Ingredients |
|
Cauliflower, cut in medium pieces | 1 cup |
Carrot, cut in medium pieces | ½ cup |
Beans, cut in medium pieces | ½ cup |
Baby corns, cut in medium pieces | ½ cup |
Capsicum, cut in cubes | 1 cup |
Green peas, boiled | ¼ cup |
Onion, cubed | 1 cup |
Garlic, finely chopped | 1 tea spoon |
Ginger, finely chopped | ½ tea spoon |
Green chillies, finely chopped | 1 tea spoon |
Pepper powder | ½ tea spoon |
Chilli flakes | ½ tea spoon |
Ajinomoto | a pinch |
Tomato sauce | 1 table spoon |
Schezwan sauce | 1 table spoon |
Sugar | 1 table spoon |
Salt | to taste |
Oil | 2 table spoon |
Corn starch | 1 table spoon |
Method
- 1. Boil two cups of water in a pan. Add cauliflower, beans, baby corns, carrots and green peas in boiling water and let them simmer for 3 minutes. (Vegetables should be parboiled.). Drain the vegetables and keep aside.

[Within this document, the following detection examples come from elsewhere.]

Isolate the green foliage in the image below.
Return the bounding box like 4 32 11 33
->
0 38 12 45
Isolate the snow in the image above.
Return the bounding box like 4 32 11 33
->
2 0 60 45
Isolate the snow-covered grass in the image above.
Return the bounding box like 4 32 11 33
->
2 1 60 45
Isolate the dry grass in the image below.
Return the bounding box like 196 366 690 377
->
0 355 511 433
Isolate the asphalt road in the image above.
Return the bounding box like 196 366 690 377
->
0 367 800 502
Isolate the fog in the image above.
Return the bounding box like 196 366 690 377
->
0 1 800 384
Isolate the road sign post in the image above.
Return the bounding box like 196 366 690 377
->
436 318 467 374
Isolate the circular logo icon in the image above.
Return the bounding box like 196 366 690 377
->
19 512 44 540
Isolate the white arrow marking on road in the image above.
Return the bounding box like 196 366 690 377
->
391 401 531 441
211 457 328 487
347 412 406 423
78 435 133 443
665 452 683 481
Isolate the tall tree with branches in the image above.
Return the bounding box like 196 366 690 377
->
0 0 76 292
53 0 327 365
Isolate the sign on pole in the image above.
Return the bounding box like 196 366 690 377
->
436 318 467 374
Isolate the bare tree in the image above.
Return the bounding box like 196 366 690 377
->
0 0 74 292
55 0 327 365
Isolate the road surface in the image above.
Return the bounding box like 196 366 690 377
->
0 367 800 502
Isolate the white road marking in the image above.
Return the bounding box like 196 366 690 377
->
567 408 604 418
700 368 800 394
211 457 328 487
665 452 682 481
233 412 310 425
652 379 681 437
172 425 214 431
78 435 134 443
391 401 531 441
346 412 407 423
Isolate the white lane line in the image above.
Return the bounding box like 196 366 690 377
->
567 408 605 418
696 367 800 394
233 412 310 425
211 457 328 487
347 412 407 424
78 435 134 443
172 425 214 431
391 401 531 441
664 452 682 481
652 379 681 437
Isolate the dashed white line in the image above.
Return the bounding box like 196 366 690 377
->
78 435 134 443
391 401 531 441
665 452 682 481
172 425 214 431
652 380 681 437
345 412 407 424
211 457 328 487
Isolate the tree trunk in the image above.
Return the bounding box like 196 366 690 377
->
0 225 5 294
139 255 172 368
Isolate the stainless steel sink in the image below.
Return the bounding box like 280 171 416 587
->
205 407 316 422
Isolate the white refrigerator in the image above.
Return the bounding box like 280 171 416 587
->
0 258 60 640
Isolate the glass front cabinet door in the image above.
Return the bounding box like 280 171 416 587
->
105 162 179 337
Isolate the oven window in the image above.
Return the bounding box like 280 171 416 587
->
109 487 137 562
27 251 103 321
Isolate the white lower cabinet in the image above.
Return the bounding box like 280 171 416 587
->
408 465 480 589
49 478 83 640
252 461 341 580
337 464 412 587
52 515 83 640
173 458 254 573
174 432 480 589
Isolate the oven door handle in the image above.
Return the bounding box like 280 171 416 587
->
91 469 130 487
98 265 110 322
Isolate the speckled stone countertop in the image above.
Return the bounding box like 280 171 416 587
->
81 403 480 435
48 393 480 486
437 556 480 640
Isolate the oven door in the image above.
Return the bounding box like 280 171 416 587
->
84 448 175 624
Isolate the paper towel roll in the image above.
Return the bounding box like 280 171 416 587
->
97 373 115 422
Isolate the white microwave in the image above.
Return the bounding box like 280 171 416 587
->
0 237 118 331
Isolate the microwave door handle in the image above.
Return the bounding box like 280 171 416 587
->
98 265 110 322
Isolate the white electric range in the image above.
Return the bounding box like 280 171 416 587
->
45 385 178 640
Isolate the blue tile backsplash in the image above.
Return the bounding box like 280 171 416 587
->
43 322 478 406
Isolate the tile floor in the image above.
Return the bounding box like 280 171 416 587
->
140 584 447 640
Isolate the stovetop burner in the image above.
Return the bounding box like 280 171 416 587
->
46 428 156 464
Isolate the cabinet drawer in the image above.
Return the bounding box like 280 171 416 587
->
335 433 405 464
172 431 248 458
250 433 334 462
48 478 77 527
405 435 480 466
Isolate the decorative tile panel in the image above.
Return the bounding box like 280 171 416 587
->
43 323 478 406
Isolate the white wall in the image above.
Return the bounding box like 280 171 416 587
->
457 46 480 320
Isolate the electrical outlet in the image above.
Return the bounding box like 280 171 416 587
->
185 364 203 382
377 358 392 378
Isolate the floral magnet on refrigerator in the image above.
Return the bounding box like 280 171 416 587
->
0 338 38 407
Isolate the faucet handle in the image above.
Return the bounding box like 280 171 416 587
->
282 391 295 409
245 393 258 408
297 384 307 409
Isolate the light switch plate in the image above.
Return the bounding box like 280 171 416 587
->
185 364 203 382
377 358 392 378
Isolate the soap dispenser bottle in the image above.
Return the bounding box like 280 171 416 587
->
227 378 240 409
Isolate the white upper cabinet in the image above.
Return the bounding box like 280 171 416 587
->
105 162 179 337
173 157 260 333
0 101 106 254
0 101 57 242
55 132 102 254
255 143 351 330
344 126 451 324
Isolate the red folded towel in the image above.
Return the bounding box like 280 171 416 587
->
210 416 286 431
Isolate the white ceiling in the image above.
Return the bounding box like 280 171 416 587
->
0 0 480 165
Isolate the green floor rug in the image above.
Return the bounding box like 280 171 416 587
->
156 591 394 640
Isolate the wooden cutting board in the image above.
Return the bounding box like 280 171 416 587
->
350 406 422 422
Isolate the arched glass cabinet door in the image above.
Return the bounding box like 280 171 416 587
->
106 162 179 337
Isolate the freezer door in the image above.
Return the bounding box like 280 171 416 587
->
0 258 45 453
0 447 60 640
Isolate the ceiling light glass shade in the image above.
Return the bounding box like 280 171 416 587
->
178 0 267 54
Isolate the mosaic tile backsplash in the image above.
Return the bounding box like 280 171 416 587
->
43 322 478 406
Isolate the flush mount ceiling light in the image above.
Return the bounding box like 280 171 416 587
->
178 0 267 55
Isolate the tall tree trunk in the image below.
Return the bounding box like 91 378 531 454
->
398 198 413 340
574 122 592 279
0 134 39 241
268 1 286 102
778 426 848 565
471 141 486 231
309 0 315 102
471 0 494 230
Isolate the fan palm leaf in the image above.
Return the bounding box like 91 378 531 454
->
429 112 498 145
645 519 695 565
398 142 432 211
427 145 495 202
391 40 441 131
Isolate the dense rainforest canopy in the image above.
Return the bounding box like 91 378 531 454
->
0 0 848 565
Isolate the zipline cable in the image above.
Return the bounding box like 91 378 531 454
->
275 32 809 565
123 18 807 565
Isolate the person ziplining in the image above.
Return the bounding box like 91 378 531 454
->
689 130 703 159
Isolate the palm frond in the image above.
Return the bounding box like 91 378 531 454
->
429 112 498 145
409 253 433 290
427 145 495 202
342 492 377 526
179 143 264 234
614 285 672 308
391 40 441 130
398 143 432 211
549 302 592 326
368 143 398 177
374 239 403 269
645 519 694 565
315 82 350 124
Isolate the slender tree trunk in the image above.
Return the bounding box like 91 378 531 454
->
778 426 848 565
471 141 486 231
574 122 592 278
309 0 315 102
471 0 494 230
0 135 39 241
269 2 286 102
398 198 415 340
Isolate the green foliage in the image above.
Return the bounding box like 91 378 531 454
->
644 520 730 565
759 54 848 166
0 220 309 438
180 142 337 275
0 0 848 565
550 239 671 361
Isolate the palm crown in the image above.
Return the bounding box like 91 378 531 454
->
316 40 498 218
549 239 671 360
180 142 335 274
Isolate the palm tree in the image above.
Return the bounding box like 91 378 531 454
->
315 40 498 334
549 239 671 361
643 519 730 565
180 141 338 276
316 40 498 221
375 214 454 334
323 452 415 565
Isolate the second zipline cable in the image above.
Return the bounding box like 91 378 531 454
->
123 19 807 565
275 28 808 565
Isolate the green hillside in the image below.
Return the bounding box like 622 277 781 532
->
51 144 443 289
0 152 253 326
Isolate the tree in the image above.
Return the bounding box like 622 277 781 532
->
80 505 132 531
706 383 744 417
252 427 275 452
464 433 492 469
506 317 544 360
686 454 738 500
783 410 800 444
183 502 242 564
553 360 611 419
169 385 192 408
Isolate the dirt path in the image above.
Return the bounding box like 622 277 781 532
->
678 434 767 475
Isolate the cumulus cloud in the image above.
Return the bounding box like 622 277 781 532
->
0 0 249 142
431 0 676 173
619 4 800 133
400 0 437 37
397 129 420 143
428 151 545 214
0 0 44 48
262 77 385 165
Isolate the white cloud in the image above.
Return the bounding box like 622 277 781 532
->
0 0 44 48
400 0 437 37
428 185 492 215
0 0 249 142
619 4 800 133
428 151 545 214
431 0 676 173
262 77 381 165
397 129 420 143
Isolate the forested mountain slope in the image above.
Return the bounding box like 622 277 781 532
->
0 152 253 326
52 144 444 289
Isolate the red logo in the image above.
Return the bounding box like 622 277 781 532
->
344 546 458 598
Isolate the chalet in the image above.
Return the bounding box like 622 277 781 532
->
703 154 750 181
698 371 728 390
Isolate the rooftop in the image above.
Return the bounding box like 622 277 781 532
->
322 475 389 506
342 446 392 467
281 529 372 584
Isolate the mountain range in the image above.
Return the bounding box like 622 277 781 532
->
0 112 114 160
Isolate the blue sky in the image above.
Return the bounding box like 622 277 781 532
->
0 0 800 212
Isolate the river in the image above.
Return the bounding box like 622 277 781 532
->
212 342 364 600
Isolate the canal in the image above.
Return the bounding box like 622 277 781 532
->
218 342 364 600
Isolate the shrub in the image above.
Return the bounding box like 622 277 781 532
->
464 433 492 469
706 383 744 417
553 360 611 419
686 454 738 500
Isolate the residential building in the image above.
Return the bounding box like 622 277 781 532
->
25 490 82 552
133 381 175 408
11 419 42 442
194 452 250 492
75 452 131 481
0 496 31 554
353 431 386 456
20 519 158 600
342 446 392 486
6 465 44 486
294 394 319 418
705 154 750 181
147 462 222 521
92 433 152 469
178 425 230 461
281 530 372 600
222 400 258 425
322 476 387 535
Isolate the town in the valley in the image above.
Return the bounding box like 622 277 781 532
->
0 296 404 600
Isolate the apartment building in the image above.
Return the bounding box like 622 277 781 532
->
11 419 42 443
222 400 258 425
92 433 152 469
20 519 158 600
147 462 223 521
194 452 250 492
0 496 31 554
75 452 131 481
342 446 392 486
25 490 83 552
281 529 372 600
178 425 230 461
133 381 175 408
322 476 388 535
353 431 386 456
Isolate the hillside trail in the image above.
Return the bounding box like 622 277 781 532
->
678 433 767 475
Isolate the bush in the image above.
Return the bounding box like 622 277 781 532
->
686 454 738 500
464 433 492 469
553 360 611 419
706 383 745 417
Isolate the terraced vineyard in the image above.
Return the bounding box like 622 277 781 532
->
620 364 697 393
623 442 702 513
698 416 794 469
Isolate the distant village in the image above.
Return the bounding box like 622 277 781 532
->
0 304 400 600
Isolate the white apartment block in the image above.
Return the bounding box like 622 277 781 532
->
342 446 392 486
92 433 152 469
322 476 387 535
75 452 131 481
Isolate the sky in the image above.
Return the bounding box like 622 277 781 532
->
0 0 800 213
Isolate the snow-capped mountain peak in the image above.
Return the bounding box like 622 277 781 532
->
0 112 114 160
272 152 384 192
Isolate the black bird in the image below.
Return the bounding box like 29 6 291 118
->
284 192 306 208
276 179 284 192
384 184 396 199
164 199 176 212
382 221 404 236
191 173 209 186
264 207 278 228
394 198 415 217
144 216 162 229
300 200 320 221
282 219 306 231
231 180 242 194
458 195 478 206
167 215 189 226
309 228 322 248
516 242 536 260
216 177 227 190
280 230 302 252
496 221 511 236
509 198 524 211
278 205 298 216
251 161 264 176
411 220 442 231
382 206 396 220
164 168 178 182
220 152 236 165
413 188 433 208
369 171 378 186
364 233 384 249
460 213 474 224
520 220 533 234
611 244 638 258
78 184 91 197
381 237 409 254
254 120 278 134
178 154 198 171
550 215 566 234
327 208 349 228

- 2. Mix tomato ketchup, schezwan sauce, sugar, pepper powder, chilli flakes and salt with a cup of water and keep aside.
- 3. Heat little oil in a pan on high flame.
- 4. Add ginger, garlic and green chillies and sauté on high flame for few seconds.
- 5. Add chopped onions and the parboiled vegetables and sauté on a high flame for another 5-7 minutes.
- 6. Add salt and ajinomoto and stir it. Now add capsicum cubes and stir it for 2 minutes.
- 7. Add the sauce mixture and simmer for a few minutes.
- 8. Meanwhile mix the corn flour with water and add this in vegetables till the sauce thickens.
- 9. Serve “vegetable in hot garlic sauce” hot with fried rice.